LeGrand Lockwood (1820-1872)
LeGrand Lockwood of New York City & Norwalk, Connecticut
He followed his elder brothers - already successful in the textiles industry - to New York, becoming a stockbroker. His firm, Lockwood & Co., had the reputation of the highest integrity and he was appointed Treasurer of the New York Stock Exchange. Through a combination of personal charm, savvy railroad and shipping investments, and selling Union bonds in Europe during the Civil War, he became one of the country's first millionaires. He raised and financed Company F of the 17th Connecticut Volunteer Infantry during the war (known as "Lockwood's Guards").
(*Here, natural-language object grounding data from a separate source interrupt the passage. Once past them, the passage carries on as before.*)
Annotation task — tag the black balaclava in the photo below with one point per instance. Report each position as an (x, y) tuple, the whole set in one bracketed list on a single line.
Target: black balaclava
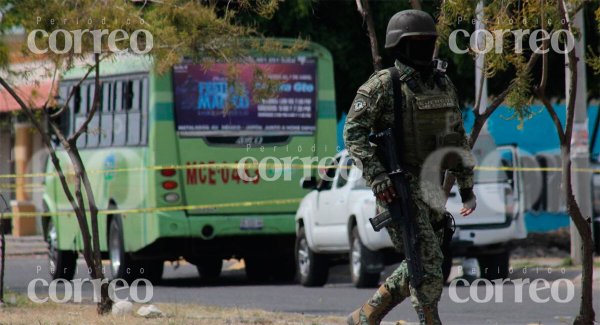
[(416, 53)]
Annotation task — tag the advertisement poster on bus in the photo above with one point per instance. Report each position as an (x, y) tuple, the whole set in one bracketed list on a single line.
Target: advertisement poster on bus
[(202, 93)]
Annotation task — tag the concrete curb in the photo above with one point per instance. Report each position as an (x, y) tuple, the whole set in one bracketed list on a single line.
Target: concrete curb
[(25, 246)]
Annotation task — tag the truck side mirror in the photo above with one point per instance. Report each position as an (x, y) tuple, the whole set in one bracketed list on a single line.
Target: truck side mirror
[(309, 183)]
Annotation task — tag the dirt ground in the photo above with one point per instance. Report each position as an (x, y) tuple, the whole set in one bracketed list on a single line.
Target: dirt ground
[(549, 244), (22, 311)]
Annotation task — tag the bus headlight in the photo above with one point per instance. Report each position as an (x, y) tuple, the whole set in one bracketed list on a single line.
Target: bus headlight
[(171, 197)]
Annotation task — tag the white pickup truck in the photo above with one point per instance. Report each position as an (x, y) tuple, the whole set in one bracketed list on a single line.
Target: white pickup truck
[(332, 222)]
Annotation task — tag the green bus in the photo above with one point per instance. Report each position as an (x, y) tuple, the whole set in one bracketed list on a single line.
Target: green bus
[(162, 158)]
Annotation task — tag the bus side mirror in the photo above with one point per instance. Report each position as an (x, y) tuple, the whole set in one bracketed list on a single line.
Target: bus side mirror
[(309, 183)]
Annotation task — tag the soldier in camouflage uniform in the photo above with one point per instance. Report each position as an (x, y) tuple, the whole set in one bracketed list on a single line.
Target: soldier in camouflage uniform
[(431, 122)]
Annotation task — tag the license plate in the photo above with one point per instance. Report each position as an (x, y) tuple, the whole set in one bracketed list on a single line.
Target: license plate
[(251, 224), (456, 235)]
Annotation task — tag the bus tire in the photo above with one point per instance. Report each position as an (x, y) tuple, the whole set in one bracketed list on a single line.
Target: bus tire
[(359, 257), (62, 264), (209, 268), (313, 268), (122, 265), (153, 270), (494, 266)]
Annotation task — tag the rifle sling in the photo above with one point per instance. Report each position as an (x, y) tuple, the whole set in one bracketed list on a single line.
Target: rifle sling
[(397, 90)]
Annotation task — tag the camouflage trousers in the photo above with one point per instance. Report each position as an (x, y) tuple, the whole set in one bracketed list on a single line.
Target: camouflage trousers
[(429, 203)]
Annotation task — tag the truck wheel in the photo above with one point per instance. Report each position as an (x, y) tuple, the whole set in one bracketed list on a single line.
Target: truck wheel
[(121, 263), (446, 266), (494, 266), (359, 257), (209, 269), (313, 268), (61, 263)]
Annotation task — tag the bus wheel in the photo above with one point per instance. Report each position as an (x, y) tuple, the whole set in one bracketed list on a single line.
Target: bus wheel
[(313, 268), (61, 263), (121, 264), (209, 268)]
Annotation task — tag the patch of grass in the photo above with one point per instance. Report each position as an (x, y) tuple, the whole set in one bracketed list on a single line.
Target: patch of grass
[(19, 310)]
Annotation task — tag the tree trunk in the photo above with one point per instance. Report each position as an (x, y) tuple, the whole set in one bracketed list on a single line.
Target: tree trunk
[(365, 11), (586, 310)]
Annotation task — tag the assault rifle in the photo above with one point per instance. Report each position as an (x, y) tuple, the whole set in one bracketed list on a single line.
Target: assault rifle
[(401, 209)]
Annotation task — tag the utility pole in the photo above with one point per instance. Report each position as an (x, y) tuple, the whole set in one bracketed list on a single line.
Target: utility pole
[(480, 79), (580, 156)]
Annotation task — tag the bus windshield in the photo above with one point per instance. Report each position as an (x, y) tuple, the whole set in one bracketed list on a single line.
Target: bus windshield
[(202, 94)]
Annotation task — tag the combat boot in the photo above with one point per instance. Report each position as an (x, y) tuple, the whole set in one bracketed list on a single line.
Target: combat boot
[(428, 315), (373, 311)]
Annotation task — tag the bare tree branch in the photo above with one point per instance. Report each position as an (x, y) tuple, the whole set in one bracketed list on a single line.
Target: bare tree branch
[(95, 102), (62, 109), (364, 10), (557, 124)]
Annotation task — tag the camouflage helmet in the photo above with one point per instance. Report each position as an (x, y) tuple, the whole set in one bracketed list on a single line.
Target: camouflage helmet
[(408, 23)]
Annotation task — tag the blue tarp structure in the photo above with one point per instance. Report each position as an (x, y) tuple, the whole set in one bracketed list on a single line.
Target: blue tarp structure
[(536, 135)]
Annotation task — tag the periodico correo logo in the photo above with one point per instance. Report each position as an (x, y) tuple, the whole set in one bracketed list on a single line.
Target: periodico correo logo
[(62, 41)]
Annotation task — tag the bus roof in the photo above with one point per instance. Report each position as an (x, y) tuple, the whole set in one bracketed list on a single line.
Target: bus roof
[(129, 63)]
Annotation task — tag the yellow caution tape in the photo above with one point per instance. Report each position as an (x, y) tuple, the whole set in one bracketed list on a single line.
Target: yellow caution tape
[(160, 209)]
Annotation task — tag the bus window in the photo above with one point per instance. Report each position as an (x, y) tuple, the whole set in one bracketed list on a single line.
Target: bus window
[(93, 138), (144, 110), (120, 116), (106, 115), (133, 112), (81, 109)]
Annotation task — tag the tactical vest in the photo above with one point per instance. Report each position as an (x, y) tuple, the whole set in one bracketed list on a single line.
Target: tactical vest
[(430, 119)]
He built an impressive collection of art and embraced the role of Patron of the Arts: at a cost of $25,000 he commissioned Bierstadt's "The Domes of the Yosemite" - the artists largest canvas - that hung in the octagonal rotunda at Elm Park, his mansion in Norwalk. He also footed most of the $150,000 bill that enabled the artist William Bradford to paint in the Arctic. In gratitude, Bradford dedicated the resulting book to him. In 1869, Lockwood was the victim of "Black Friday" on Wall Street and sold $10 million of railroad stock to stay afloat, but his beloved summer mansion was foreclosed shortly after his death.